In the same issue of Optician there is an excellent article by Paul Spry (who was on the Guideline Development Group) and Robert Harper in which they say: ‘…monitoring OHT/suspects is within the competency framework of all registered optometrists…’ That certainly concurs with my own understanding of the NICE position.
Trevor Warburton
Clinical Advisor, AOP Legal Services
Should we all increase our practice security to prevent our used trial contact lenses falling into the hands of terrorists? Could this be the new ‘Dirty Bomb’ that terror groups could unleash on the public.
Who in their right mind could consider the new proposals seriously? I accept that some practitioners might have contact lens patients diagnosed with HIV or similarly infectious condition. In those circumstances I accept that used lenses etc are a potential hazard.

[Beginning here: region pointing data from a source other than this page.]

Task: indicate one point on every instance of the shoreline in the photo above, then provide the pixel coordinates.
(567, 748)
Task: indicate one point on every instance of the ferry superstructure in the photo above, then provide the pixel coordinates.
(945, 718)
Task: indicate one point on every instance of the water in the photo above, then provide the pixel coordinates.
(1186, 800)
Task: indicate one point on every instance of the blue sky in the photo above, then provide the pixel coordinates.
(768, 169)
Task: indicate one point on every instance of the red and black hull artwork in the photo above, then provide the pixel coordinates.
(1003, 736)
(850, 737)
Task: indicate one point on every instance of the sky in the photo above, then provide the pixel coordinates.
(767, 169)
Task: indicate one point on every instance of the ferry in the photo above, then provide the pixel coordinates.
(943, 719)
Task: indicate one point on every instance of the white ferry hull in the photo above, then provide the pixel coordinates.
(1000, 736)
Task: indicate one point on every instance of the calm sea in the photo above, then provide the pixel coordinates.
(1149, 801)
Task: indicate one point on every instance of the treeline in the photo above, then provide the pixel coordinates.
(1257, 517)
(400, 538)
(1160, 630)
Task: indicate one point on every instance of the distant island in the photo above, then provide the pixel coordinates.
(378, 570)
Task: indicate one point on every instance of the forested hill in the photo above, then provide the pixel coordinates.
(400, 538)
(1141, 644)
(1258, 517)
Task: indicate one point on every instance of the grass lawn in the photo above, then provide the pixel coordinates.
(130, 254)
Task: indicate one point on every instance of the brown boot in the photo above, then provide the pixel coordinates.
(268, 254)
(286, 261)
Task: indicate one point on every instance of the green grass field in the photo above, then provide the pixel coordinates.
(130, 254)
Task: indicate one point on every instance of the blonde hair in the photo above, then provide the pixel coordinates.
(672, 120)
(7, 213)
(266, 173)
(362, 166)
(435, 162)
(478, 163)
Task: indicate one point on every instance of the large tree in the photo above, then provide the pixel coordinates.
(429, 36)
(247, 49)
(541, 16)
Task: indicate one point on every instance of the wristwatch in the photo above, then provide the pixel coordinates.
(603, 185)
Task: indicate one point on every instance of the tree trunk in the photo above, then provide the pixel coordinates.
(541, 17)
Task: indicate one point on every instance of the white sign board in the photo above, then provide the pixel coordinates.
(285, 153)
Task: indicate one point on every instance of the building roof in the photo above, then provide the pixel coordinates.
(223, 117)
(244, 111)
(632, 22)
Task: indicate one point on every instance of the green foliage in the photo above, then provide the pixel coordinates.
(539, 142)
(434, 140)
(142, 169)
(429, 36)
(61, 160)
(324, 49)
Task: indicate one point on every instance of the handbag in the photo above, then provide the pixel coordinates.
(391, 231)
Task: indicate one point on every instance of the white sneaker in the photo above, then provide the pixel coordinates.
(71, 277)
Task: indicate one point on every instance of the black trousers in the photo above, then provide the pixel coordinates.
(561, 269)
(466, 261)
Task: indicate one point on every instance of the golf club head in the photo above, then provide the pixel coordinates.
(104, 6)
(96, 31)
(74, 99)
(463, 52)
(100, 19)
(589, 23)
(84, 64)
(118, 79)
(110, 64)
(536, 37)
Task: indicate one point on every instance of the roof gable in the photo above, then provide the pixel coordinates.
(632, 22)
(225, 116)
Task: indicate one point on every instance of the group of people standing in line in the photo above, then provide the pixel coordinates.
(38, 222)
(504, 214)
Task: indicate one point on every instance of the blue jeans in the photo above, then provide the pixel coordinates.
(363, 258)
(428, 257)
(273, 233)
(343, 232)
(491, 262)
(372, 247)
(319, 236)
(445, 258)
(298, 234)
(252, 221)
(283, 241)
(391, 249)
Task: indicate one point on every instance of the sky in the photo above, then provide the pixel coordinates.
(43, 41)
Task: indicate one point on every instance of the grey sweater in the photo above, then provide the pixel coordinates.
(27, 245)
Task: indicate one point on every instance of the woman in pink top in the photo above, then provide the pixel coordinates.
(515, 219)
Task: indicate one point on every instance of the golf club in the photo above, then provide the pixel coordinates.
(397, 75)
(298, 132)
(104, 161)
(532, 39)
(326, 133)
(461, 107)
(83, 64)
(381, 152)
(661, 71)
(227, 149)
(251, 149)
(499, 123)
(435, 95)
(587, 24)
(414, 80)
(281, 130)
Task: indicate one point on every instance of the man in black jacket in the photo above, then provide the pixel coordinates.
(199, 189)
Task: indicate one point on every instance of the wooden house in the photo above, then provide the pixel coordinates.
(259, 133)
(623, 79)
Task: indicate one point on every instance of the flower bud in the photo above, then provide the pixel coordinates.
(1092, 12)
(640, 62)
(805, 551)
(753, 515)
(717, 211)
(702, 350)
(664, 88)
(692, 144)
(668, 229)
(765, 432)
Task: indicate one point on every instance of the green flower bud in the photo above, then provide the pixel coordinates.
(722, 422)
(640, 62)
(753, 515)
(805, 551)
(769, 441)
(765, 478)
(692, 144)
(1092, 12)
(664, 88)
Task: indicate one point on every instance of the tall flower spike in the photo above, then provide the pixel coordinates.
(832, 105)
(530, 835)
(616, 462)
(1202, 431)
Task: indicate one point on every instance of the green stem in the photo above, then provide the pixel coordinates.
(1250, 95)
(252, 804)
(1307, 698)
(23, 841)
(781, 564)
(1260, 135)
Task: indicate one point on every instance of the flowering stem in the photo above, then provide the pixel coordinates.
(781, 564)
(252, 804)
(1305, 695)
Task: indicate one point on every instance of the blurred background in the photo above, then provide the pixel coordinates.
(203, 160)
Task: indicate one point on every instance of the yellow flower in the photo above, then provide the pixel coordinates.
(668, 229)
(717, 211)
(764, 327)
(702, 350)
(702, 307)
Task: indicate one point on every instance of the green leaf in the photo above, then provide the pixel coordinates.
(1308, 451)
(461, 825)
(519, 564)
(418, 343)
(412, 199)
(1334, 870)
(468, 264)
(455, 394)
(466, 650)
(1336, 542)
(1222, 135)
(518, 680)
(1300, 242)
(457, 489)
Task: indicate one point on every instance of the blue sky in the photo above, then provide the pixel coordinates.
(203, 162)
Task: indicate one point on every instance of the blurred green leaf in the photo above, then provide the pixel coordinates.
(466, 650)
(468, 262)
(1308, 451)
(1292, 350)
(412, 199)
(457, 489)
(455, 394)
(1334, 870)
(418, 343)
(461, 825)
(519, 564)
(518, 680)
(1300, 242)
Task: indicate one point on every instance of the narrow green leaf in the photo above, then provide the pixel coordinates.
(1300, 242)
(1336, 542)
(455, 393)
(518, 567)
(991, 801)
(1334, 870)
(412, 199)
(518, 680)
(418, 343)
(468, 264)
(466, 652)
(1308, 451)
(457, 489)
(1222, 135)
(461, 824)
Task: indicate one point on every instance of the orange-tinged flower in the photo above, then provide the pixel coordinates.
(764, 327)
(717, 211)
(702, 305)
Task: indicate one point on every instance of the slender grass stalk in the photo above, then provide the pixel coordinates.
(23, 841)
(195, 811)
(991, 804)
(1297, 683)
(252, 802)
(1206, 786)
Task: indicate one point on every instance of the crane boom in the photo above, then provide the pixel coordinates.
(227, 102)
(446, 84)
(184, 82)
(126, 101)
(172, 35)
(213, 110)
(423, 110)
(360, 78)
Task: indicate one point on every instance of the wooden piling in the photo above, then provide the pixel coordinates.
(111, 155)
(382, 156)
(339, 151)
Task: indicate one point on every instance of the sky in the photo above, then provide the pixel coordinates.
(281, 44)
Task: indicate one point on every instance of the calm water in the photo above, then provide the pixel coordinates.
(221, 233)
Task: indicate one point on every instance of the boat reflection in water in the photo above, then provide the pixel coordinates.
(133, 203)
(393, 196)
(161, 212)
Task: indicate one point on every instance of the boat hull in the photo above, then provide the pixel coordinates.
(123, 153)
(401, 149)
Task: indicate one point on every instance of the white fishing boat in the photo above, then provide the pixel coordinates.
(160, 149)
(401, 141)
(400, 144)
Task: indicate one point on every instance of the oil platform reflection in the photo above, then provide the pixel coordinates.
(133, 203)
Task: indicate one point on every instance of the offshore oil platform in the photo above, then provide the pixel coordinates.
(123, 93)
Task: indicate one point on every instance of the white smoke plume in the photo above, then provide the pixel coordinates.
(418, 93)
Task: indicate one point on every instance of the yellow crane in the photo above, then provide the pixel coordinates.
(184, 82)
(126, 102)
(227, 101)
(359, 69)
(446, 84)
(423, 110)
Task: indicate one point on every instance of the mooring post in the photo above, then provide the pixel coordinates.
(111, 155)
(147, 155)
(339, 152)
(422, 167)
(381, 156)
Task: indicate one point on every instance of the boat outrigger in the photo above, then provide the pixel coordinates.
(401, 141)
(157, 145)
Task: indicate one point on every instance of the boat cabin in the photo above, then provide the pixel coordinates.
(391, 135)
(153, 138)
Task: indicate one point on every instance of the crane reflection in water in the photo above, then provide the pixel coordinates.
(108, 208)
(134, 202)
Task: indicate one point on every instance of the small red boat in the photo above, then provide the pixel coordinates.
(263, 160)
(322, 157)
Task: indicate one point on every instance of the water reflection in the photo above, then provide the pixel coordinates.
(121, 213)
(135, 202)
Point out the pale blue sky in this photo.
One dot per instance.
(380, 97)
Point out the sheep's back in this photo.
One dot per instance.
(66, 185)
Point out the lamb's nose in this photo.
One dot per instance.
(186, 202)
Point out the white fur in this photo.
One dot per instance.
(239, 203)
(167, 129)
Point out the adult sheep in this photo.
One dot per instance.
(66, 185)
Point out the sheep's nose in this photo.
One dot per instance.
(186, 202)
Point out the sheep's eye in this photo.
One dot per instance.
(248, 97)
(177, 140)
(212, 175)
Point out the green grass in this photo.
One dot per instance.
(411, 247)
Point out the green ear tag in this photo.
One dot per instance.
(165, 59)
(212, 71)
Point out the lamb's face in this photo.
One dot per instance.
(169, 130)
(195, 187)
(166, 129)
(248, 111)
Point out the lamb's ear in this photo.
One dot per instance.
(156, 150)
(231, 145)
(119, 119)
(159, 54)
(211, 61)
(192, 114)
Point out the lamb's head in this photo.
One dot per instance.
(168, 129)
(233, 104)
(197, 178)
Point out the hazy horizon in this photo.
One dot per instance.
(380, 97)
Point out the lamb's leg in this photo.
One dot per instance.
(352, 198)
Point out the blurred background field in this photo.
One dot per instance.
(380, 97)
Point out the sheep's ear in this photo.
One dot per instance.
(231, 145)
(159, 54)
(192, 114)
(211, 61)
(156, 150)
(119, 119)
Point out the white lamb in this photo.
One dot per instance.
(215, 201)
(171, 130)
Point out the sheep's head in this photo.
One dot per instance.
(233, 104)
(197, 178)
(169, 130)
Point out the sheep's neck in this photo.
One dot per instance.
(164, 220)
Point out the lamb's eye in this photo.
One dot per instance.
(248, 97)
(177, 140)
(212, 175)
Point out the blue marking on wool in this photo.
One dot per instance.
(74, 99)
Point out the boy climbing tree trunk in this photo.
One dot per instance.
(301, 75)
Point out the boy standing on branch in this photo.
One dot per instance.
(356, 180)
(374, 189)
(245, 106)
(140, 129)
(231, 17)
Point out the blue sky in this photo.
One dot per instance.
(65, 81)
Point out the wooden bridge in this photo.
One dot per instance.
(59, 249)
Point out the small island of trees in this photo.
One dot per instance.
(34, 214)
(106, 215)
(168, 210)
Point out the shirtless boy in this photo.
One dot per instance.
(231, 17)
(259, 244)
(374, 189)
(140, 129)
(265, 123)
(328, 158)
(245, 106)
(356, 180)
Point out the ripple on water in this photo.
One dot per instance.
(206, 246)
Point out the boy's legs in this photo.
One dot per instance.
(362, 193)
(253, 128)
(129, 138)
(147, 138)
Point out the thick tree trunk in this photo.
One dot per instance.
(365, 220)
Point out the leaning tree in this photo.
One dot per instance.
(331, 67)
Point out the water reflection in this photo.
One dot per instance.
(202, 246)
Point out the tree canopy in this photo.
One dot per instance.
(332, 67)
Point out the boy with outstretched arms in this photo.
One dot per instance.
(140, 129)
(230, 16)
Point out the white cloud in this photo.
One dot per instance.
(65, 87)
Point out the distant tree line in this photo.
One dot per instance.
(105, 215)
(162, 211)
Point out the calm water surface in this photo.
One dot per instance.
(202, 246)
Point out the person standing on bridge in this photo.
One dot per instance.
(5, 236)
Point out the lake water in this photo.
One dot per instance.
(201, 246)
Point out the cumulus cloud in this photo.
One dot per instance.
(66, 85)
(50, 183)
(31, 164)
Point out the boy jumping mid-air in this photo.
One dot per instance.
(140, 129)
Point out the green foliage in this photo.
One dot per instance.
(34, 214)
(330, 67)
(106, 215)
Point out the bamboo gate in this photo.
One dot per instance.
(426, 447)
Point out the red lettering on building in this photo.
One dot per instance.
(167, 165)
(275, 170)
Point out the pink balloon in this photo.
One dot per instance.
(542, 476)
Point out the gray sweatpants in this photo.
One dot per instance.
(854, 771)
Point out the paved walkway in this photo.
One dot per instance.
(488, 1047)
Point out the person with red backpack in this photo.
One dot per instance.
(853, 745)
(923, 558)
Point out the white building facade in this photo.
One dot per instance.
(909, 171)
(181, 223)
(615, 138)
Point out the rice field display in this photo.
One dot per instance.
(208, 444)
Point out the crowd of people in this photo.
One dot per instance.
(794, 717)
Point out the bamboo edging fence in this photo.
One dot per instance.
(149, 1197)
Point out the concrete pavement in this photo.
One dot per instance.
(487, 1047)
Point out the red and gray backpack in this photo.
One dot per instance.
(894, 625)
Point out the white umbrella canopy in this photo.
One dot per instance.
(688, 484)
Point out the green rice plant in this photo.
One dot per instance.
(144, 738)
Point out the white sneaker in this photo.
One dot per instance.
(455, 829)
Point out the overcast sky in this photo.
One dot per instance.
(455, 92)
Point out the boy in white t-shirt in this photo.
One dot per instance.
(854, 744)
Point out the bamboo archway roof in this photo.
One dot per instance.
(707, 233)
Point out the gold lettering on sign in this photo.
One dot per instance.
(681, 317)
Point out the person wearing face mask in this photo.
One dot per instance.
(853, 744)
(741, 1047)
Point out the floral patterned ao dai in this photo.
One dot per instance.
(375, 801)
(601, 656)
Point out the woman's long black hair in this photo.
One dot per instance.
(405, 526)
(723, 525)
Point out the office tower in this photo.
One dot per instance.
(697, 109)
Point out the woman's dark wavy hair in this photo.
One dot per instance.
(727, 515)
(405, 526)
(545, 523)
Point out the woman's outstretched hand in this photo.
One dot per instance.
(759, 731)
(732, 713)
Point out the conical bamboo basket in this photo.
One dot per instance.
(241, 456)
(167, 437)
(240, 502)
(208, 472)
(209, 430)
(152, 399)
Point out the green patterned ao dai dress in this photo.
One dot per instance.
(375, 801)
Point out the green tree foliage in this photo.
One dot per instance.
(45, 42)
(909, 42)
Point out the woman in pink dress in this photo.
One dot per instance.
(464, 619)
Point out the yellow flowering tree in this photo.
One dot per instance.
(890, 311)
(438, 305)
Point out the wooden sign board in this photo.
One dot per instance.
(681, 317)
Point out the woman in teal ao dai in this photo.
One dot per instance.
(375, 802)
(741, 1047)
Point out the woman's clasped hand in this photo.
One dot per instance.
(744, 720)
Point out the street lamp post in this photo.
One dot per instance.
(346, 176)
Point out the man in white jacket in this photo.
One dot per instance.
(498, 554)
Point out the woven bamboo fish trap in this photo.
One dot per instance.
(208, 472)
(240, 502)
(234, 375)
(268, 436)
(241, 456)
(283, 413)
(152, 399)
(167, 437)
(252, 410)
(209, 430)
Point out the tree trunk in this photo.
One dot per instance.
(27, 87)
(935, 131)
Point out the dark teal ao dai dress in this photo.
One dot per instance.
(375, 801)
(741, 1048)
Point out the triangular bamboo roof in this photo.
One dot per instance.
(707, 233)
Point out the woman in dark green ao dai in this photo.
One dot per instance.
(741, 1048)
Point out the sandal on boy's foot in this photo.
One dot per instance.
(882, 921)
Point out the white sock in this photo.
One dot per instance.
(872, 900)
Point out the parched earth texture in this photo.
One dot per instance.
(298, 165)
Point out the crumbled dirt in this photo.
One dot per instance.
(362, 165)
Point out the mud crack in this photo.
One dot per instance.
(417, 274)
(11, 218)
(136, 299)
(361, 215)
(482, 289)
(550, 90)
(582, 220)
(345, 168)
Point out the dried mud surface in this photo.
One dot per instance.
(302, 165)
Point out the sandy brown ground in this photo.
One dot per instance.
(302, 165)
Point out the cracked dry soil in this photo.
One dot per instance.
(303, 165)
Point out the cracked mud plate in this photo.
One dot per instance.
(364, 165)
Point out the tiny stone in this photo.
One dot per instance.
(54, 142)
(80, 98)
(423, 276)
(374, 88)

However, the average used contact lens is less toxic that the majority of things we regularly flush down the toilet or the plug hole. If used contact lenses are such a toxic bio-hazard surely all contact lens wearers should be obliged to dispose of their used lenses in a safe way.
If the authorities ever suggested that the public should dispose of their used contact lenses as a potential hazard it would be treated as a joke. We should do the same. Unfortunately, as a profession, we are seen as an easy target that will ‘Do as it is told’ or perhaps the waste disposal industry has infiltrated the Environment agency and the PCTs.
Don’t tell the Environment Agency about the nose pads we regularly replace, I dread to think what terrible organisms might be living on them.